Rheumatic fever on the agenda at Geneva

Health Minister Dr David Clark leaves for Geneva today for this year’s World Health Assembly (WHA) with the goal of securing a global plan for combating rheumatic fever and rheumatic heart disease.

New Zealand Ministry of Health officials have worked hard with colleagues from Pacific and African countries to get the topic on the agenda at this year’s forum.

“The fact New Zealand has rheumatic fever is a concern, but we’re not alone. Countries across the world and particularly in Africa, South-East Asia and the Western Pacific region are all affected by the disease”, David Clark said.

 “Rheumatic fever and the long term heart damage that can result from it are serious but preventable.
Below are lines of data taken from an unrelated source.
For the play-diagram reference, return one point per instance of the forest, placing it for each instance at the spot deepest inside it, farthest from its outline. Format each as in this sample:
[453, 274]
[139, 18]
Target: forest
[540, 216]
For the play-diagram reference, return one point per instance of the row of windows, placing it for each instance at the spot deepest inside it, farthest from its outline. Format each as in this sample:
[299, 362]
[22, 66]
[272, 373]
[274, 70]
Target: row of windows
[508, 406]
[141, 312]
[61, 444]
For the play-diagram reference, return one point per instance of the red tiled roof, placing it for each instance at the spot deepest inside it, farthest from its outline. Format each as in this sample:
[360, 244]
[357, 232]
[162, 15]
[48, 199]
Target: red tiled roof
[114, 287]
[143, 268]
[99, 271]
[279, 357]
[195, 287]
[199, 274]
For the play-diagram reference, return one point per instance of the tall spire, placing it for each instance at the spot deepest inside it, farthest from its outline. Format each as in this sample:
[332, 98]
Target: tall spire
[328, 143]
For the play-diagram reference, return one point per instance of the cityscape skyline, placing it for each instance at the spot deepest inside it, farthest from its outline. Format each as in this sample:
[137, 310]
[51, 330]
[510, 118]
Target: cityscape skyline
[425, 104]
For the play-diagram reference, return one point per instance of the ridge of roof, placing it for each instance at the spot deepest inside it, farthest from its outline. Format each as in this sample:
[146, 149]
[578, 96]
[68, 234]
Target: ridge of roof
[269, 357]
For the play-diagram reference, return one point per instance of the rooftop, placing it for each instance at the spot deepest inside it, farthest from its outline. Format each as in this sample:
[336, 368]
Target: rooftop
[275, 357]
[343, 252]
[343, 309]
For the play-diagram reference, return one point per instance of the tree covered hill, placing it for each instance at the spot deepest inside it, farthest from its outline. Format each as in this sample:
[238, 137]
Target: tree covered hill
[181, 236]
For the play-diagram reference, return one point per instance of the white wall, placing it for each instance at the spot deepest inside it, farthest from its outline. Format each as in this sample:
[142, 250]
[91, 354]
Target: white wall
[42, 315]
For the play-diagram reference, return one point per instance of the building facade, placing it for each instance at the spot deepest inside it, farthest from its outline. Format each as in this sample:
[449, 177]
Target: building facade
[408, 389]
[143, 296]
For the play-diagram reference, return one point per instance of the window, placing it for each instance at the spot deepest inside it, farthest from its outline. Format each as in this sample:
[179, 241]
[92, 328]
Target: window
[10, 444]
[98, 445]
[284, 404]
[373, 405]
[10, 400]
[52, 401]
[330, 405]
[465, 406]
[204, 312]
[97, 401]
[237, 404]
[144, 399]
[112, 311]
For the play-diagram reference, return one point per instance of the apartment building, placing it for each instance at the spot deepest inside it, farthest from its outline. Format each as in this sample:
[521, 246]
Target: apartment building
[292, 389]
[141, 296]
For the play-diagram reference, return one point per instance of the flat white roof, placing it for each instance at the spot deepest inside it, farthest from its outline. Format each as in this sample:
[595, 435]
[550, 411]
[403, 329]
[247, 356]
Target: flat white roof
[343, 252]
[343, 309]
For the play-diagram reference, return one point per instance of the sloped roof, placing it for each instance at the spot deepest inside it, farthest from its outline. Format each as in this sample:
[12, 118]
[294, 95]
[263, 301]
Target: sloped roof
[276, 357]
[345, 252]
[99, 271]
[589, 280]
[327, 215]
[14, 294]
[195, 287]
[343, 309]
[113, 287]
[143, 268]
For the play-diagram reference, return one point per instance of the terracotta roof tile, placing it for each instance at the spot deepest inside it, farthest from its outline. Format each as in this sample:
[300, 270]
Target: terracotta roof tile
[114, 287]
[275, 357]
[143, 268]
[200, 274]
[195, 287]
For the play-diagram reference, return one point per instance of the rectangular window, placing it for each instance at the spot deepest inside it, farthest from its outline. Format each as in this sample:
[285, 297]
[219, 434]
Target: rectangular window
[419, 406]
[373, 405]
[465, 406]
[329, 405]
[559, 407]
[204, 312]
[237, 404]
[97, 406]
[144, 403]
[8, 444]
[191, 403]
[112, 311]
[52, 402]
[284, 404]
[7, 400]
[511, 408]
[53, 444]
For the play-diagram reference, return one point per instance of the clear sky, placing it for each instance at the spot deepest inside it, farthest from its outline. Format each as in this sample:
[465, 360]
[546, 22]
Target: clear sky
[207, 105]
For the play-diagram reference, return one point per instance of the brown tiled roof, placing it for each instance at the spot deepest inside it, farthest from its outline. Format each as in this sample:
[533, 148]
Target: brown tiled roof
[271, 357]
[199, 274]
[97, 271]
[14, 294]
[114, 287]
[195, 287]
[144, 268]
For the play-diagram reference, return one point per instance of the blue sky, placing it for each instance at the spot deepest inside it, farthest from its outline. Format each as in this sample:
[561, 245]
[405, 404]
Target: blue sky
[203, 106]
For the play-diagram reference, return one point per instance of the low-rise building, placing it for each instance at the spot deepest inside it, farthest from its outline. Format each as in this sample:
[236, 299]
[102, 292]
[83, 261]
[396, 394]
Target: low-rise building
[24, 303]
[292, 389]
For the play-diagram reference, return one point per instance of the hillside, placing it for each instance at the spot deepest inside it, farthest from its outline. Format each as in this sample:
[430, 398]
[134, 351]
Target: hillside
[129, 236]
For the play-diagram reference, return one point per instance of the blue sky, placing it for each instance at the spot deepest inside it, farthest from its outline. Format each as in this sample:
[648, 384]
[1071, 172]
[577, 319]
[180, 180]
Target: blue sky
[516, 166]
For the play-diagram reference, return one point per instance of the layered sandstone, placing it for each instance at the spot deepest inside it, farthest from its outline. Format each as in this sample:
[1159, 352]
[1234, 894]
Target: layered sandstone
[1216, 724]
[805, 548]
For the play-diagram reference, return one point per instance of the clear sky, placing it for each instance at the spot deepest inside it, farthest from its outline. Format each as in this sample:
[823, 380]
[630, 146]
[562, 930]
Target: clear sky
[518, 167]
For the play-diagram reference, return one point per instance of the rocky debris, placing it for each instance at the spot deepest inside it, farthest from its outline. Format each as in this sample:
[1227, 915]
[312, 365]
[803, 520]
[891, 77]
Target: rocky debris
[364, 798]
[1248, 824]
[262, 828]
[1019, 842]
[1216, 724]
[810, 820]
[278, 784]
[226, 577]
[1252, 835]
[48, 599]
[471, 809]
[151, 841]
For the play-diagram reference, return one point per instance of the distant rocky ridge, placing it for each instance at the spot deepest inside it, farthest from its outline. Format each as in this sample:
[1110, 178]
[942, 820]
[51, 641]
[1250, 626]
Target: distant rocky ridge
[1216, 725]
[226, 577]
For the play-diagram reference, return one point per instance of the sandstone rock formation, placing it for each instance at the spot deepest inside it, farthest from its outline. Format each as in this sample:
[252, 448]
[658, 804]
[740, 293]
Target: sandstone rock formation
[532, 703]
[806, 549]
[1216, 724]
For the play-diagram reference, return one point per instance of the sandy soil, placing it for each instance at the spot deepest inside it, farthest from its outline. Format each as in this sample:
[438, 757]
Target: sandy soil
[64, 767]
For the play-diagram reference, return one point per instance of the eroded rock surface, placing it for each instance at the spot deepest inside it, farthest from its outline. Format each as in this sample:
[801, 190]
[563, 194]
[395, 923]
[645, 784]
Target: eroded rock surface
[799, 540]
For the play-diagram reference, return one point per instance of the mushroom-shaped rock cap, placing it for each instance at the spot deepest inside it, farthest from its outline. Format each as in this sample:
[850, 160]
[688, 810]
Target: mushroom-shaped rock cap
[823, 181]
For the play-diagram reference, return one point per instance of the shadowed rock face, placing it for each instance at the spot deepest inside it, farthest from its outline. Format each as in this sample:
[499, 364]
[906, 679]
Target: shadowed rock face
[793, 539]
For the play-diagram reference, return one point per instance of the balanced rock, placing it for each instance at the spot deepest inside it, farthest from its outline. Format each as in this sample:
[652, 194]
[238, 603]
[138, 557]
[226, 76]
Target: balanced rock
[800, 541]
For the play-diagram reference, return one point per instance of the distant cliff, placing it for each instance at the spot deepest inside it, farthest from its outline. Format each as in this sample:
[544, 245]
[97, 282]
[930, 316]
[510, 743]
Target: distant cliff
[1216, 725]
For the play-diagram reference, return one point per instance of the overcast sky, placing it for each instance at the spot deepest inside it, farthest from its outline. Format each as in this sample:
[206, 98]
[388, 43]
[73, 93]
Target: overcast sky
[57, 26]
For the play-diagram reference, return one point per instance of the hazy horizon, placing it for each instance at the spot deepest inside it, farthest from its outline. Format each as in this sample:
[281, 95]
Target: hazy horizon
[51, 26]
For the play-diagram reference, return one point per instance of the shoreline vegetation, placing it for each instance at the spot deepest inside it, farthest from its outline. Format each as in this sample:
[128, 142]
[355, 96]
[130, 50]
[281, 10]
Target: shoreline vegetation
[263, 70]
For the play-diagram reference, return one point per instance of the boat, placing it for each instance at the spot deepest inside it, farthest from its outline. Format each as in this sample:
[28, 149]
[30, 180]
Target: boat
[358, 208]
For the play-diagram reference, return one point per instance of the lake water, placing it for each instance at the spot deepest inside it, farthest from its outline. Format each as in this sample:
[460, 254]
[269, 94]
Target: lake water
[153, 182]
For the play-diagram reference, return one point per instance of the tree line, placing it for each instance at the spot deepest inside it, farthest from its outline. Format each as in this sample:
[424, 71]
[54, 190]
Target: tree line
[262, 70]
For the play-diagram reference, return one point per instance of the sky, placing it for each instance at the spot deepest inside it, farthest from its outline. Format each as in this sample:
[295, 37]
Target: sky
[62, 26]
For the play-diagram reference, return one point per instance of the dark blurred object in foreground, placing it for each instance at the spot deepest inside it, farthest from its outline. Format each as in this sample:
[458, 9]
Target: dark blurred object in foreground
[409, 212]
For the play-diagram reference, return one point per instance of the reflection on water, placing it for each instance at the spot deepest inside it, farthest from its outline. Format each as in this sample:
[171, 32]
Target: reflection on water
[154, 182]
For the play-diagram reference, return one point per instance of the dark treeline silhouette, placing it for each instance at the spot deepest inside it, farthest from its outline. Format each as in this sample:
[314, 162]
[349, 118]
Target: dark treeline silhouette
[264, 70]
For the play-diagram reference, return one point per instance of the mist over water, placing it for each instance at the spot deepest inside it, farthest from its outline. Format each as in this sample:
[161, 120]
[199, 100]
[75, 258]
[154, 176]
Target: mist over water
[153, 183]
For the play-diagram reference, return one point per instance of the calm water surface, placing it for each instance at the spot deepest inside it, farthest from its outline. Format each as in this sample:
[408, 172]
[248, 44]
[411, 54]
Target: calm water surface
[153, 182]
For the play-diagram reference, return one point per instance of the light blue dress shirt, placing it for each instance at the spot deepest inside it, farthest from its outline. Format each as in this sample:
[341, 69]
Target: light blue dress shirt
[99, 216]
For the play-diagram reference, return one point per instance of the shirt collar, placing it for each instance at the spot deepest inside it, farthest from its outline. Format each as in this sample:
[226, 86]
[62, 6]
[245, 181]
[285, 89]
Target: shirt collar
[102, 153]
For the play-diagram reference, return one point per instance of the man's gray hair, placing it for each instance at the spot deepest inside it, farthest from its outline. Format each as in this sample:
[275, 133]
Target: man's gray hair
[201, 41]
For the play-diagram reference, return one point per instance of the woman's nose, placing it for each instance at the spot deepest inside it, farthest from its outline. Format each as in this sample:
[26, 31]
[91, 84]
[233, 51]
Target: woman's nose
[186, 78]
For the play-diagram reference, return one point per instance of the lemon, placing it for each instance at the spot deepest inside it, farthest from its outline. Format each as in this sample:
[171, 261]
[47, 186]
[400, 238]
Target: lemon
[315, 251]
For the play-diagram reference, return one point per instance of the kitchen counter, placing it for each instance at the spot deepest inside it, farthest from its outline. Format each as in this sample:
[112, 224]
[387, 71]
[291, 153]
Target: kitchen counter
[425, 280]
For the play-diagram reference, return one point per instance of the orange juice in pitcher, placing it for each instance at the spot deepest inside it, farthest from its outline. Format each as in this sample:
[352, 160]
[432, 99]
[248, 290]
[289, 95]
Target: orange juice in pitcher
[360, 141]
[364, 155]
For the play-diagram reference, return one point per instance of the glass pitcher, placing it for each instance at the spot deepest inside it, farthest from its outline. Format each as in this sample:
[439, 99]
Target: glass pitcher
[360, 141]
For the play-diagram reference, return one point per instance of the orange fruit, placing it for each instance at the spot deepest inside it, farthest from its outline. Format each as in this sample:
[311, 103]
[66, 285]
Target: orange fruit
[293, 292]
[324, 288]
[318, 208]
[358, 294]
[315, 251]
“Getting rheumatic fever on the WHA agenda, means we can discuss the current situation across the world, coordinate with international researchers and partners to improve our prevention and treatment, and importantly - provide support for countries bearing the greatest burden of the disease.

“We’ll also be discussing how poverty-related factors including poor housing, overcrowding and reduced access to health care are contributing to the prevalence of the disease worldwide”, David Clark said.

Before the three day WHA which begins on Monday, Dr Clark will attend the annual meeting of Commonwealth Health Ministers.
This year’s topic for discussion is how to raise awareness, mobilise resources and ensure accessibility to universal health coverage to help in the global fight against non-communicable conditions such as diabetes, cancer, cardiovascular and chronic respiratory diseases.

While at the Geneva WHA, Dr Clark will also meet with Pacific Health Ministers to discuss priority issues for the region and give New Zealand’s country statement on achieving ‘health for all’.

Furthermore, he is scheduled to discuss mental health, electronic health records, cancer care and other pressing topics with health ministers from around the world.